Your heat transfer coeff. and heat flux are OK.

Now think about what happens to 1 square meter of lake surface in 1 second.

850 J of heat flows out of the lake. That freezes 850/3.3*10^5 = 2.575*10^-3 Kg of ice.

The volume of the ice is 2.575*10^-3/920 = 2.799*10^-6 m^3.

We were considering 1 square meter of area, so 2.799*10^-6 m^3 is a block of size 1m * 1m * 2.799*10^-6 m.

The time was 1 second, so the thickness changes at 2.799*10^-6 ms-1.
 
  • #3
thanks a million,that makes sense to me now alright...wasnt really thinking bout it in a logical manner
thanks for clearing that up!
:biggrin:
 

FAQ: Solving Heat Transfer Rate for 10 mm Ice Layer at -5°C

1. How is heat transfer rate calculated for a 10 mm ice layer at -5°C?

The heat transfer rate for a 10 mm ice layer at -5°C can be calculated using the Fourier's law of heat conduction, which states that the heat transfer rate is directly proportional to the temperature difference and the thickness of the material, and inversely proportional to the thermal conductivity of the material.

2. What is the thermal conductivity of ice at -5°C?

The thermal conductivity of ice at -5°C is approximately 2.22 W/mK. However, this value can vary depending on the purity and density of the ice.

3. How does the thickness of the ice layer affect the heat transfer rate?

The thickness of the ice layer directly affects the heat transfer rate, as stated by Fourier's law.
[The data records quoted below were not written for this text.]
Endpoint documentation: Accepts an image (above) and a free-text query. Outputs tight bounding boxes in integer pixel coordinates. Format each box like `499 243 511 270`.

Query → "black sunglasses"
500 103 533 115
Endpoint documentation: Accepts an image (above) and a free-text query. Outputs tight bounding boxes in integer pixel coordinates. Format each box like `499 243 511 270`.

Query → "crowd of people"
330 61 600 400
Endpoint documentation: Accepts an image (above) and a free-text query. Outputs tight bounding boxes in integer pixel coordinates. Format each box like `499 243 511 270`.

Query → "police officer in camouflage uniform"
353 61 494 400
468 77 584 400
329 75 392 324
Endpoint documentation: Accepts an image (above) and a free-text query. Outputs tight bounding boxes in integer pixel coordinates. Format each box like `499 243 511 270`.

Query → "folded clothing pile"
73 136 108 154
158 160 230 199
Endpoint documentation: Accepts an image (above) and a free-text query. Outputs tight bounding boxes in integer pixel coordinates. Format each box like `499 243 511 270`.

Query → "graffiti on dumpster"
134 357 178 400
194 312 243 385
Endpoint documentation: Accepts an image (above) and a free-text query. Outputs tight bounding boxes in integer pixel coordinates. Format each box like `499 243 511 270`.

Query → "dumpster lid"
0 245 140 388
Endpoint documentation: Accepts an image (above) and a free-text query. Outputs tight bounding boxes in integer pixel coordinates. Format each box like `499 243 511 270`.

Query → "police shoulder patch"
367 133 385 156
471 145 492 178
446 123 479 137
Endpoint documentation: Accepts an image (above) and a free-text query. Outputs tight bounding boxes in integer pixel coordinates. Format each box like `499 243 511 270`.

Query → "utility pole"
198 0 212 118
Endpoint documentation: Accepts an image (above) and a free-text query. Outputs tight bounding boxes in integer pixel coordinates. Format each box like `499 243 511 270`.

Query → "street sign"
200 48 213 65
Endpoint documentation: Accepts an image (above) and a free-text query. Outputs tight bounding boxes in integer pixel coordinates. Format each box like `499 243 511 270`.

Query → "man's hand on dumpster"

A thicker ice layer would result in a slower heat transfer rate, while a thinner ice layer would result in a faster heat transfer rate.

4. Can the temperature difference between the ice layer and the surrounding environment affect the heat transfer rate?

Yes, the temperature difference between the ice layer and the surrounding environment has a direct impact on the heat transfer rate. A larger temperature difference would result in a faster heat transfer rate, while a smaller temperature difference would result in a slower heat transfer rate.

5. How can the heat transfer rate be increased for a 10 mm ice layer at -5°C?

The heat transfer rate for a 10 mm ice layer at -5°C can be increased by reducing the thickness of the ice layer, increasing the temperature difference between the ice layer and the surrounding environment, or using a material with a higher thermal conductivity for the ice layer.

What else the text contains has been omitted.